American art entrepreneur

Murray Moss (born c. 1949) is an American entrepreneur and founder of the design art company Moss, as well as the design consultancy Moss Bureau. He is best known for his curation of objects and design style.

== Early life and education ==
Moss was born in Chicago around 1949 and studied at Columbia University and the New York University, School of the Arts.

== Career ==
Following his studies, he began his career as a professional actor in the United States and Great Britain.

In 1978, in collaboration with Dutch designer Ronaldus Shamask, Moss launched the fashion label Shamask, which became known for its architectural and structural qualities—then, a pioneering approach to clothing design. The company rapidly expanded to include broad manufacturing of women's and men's fashions, with international distribution and licensing. In 1990, its trademarks and trade names were sold.

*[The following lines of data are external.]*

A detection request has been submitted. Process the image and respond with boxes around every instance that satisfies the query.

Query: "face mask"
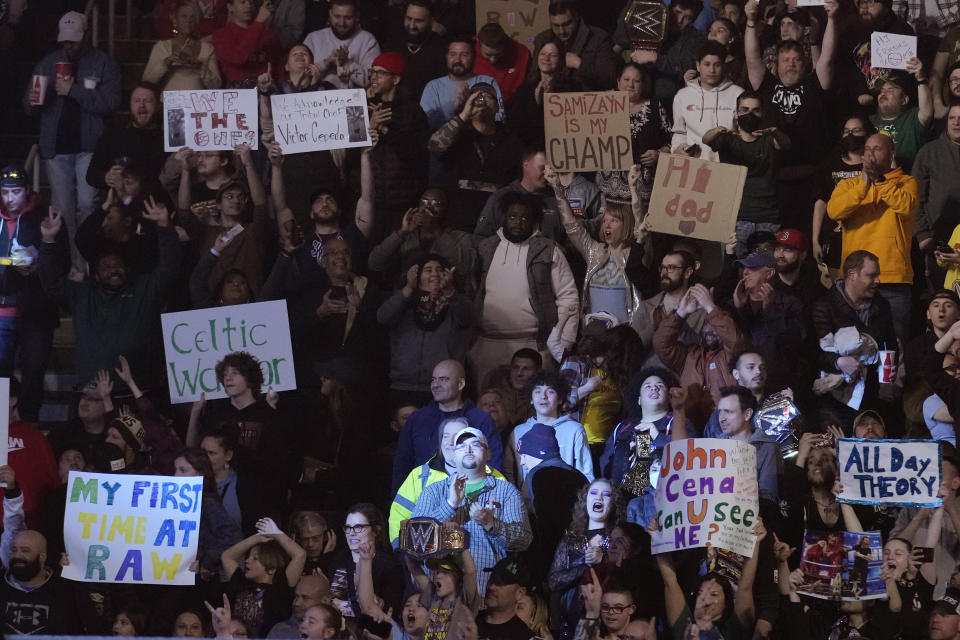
[737,113,762,133]
[842,134,867,153]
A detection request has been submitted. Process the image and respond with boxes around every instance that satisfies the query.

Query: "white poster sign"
[871,32,918,70]
[62,471,202,585]
[163,89,259,151]
[271,89,372,154]
[161,300,296,404]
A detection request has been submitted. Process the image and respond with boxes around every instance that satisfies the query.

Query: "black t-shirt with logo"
[759,71,827,169]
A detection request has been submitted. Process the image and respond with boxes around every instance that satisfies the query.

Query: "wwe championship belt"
[623,0,667,50]
[620,430,654,497]
[399,518,469,560]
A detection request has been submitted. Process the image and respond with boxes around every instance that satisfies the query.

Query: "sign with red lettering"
[163,89,259,152]
[646,154,746,243]
[476,0,550,52]
[651,438,759,557]
[544,92,632,172]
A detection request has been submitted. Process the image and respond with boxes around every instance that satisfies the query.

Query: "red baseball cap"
[775,228,809,251]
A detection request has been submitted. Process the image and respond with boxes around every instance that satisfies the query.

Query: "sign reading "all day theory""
[62,472,202,586]
[160,300,296,404]
[544,92,633,172]
[837,438,942,507]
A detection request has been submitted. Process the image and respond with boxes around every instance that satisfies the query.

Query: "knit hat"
[517,423,561,461]
[371,52,405,77]
[57,11,86,43]
[110,414,146,453]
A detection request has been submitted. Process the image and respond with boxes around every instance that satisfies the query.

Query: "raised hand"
[41,207,63,242]
[94,369,114,400]
[204,594,232,637]
[580,567,603,619]
[142,196,171,227]
[448,473,466,507]
[256,517,283,537]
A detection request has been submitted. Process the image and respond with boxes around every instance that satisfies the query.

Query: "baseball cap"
[775,228,809,252]
[486,556,530,587]
[927,289,960,308]
[933,587,960,615]
[371,52,405,76]
[0,165,29,189]
[57,11,86,43]
[454,427,488,447]
[216,179,250,202]
[736,250,776,269]
[517,423,561,460]
[426,553,464,575]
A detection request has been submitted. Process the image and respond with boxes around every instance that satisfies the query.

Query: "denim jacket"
[27,47,122,159]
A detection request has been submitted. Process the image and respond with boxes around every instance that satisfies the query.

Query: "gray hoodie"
[503,414,594,486]
[671,78,743,161]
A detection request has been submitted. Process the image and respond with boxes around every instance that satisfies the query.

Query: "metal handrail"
[83,0,134,57]
[24,144,39,193]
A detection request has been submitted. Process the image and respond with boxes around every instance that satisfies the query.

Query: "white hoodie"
[671,78,743,162]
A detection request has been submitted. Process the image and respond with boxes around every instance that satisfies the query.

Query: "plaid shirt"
[411,474,532,595]
[893,0,959,36]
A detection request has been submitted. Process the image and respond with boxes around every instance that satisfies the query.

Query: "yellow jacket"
[827,167,918,284]
[938,225,960,290]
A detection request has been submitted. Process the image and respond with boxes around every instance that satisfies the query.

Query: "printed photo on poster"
[797,529,885,601]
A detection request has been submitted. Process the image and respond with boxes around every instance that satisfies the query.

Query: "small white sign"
[271,89,372,154]
[871,32,917,70]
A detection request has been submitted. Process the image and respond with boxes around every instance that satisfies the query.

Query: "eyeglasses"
[343,524,372,534]
[455,440,487,451]
[420,198,441,207]
[368,68,394,78]
[843,127,867,135]
[659,264,685,272]
[600,604,633,614]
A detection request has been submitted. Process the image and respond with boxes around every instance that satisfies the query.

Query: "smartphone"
[916,546,935,563]
[358,615,392,638]
[937,242,955,254]
[686,144,701,158]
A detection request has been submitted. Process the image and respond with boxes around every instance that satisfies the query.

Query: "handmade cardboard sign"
[871,32,917,70]
[476,0,550,52]
[646,154,746,243]
[836,438,942,507]
[161,301,296,404]
[271,89,372,154]
[163,89,258,151]
[62,471,202,585]
[651,438,759,557]
[544,92,633,172]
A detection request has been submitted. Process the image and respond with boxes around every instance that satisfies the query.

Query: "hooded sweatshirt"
[504,414,595,485]
[671,78,743,161]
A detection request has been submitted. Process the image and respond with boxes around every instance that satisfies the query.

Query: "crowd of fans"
[6,0,960,637]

The Moss shop, which opened in 1994 in New York's SoHo neighborhood, embodied principles of its namesake owner's prior careers. A sense of theatricality, reminiscent of experimental fashion, characterized the shop, which presented a curated selection of current and historical products, culled from designers and manufacturers around the world. Moss changed the presentation of products almost daily, keeping the store fresh with new ideas.

In 2000, Moss and his business/life partner, Franklin Edward Getchell, expanded the store considerably by annexing two floors of the adjacent former art gallery, previously known as Metro Pictures. In January 2005, the store expanded yet again into a new corner building beside the existing two Moss shops, there launching Moss Gallery, a “theater-like” venue for regularly scheduled special exhibitions. In May 2006, with partner-restaurateur Nicola Marzovilla, the business expanded yet again, adding an Italian restaurant and wine shop. Also in 2006, the company hit the West Coast with a store on Melrose Avenue in Los Angeles and, in 2008, with a Moss shop in the Philippe Starck-designed SLS Hotel at Beverly Hills.

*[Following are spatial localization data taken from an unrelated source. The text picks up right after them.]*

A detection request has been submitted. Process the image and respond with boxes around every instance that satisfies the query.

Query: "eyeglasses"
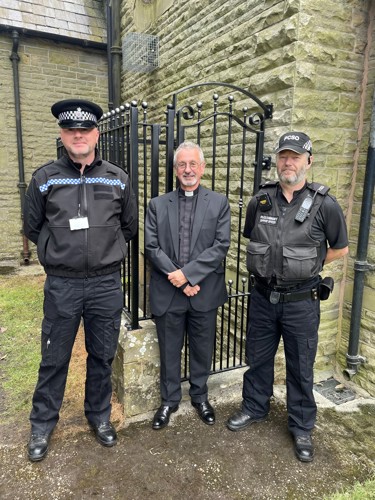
[176,162,201,170]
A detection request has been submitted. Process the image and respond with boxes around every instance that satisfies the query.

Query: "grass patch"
[325,477,375,499]
[0,272,124,430]
[0,274,44,421]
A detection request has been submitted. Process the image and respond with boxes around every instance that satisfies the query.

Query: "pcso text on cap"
[275,132,312,155]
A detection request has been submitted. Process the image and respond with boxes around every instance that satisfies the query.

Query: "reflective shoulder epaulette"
[104,159,129,175]
[32,160,55,176]
[259,181,278,190]
[307,182,330,196]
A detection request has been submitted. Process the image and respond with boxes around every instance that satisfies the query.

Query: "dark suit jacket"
[145,186,231,316]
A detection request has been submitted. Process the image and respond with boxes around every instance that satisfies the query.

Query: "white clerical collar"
[179,186,199,197]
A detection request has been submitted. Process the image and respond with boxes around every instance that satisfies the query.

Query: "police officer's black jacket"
[24,151,138,278]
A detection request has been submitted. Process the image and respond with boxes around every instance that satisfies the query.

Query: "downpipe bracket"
[343,354,367,380]
[354,260,375,272]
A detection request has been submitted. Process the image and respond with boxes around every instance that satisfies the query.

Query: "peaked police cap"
[51,99,103,129]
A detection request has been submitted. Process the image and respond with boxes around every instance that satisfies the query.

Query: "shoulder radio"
[295,194,314,223]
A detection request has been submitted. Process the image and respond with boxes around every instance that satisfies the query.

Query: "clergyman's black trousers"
[154,291,217,407]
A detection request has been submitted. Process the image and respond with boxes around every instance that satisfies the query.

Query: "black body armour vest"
[246,182,330,284]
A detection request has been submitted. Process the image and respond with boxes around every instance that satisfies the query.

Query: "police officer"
[226,131,349,462]
[24,99,138,461]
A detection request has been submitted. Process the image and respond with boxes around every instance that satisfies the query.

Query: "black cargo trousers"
[242,281,320,437]
[30,271,123,434]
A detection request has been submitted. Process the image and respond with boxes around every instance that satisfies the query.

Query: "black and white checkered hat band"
[58,108,97,123]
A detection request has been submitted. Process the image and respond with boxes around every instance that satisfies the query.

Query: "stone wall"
[2,0,374,412]
[0,33,107,271]
[119,0,375,395]
[340,1,375,395]
[0,35,22,272]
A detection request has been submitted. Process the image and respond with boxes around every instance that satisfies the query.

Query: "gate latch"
[253,156,272,171]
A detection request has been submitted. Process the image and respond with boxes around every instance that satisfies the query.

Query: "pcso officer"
[227,131,349,462]
[24,99,138,462]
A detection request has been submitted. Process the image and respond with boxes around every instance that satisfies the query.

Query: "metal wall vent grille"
[123,33,159,73]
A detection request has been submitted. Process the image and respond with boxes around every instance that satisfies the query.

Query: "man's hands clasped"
[168,269,200,296]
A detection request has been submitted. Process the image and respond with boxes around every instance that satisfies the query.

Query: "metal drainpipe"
[110,0,122,108]
[344,89,375,380]
[106,0,121,110]
[10,29,30,265]
[106,0,114,110]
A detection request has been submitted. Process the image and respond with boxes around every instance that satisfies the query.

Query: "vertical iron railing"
[98,100,175,328]
[170,82,272,376]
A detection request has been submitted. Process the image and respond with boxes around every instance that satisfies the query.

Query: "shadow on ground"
[0,382,374,500]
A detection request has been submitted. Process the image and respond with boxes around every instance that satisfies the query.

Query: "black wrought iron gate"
[98,82,273,378]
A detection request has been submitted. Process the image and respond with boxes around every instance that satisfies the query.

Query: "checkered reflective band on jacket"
[39,177,126,193]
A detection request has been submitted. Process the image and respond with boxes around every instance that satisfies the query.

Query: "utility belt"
[253,276,334,305]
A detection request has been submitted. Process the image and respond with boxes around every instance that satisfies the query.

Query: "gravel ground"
[1,378,374,500]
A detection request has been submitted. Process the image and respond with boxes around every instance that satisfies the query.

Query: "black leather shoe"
[91,421,117,447]
[192,401,215,425]
[27,433,51,462]
[226,410,266,431]
[294,435,314,462]
[152,405,179,430]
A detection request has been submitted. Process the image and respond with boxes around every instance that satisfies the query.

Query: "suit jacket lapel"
[190,187,209,252]
[167,190,179,261]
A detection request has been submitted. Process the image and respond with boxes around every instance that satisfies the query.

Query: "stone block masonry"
[120,0,375,396]
[112,318,161,417]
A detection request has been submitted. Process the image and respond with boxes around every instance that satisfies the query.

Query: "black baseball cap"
[275,131,312,155]
[51,99,103,129]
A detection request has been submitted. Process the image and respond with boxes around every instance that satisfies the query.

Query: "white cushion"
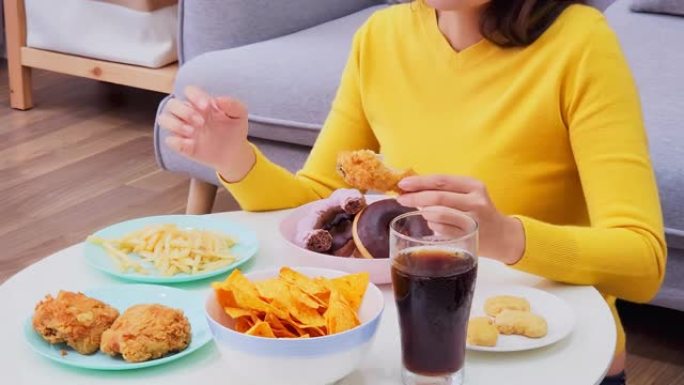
[26,0,177,68]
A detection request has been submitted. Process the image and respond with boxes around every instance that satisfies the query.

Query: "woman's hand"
[157,86,255,182]
[396,175,525,264]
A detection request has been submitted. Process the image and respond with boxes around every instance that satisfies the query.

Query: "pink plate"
[278,195,392,284]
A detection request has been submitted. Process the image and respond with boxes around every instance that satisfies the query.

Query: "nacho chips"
[213,268,369,338]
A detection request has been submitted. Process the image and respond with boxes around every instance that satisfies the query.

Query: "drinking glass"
[390,208,478,385]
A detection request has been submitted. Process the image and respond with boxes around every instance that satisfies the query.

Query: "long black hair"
[479,0,586,47]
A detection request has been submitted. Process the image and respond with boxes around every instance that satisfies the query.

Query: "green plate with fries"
[84,215,258,283]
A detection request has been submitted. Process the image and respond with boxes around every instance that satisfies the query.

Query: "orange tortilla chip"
[264,313,299,338]
[232,285,289,319]
[331,272,369,311]
[245,321,276,338]
[304,326,327,338]
[224,307,257,320]
[280,267,329,298]
[235,317,255,333]
[286,282,325,310]
[325,289,361,335]
[289,302,326,327]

In the wake of economic recession, however, all the Moss shops and galleries closed by early 2012. At that juncture, the Moss Bureau was founded—a consultancy that purposefully "intervenes" in museum-retail operations, while also offering curatorial and other advisory services.

== Recognition ==
Moss is the recipient of the 2002 Chrysler Design Award and Russel Wright Award. In 2000, he received House Beautiful's Giants of Design Award and, in 2004, the Metropolitan Home Modernism Award. In 2007, he was chosen for the Travel & Leisure award for Best New Restaurant Design for Centovini. That same year, he was elected to Interior Design magazine's Hall of Fame.

He has been a frequent guest lecturer at design venues and universities, including the Harvard Graduate School of Design, Yale School of Architecture, Hammer Museum, Aspen Institute, Cooper Hewitt Museum, and the TED conference (2002). He is on the graduate faculty of the School of Visual Arts. The three books he has authored include two published by Rizzoli: Georg Jensen Reflections and Baccarat: 250 Years, and Tertium Quid for August Editions.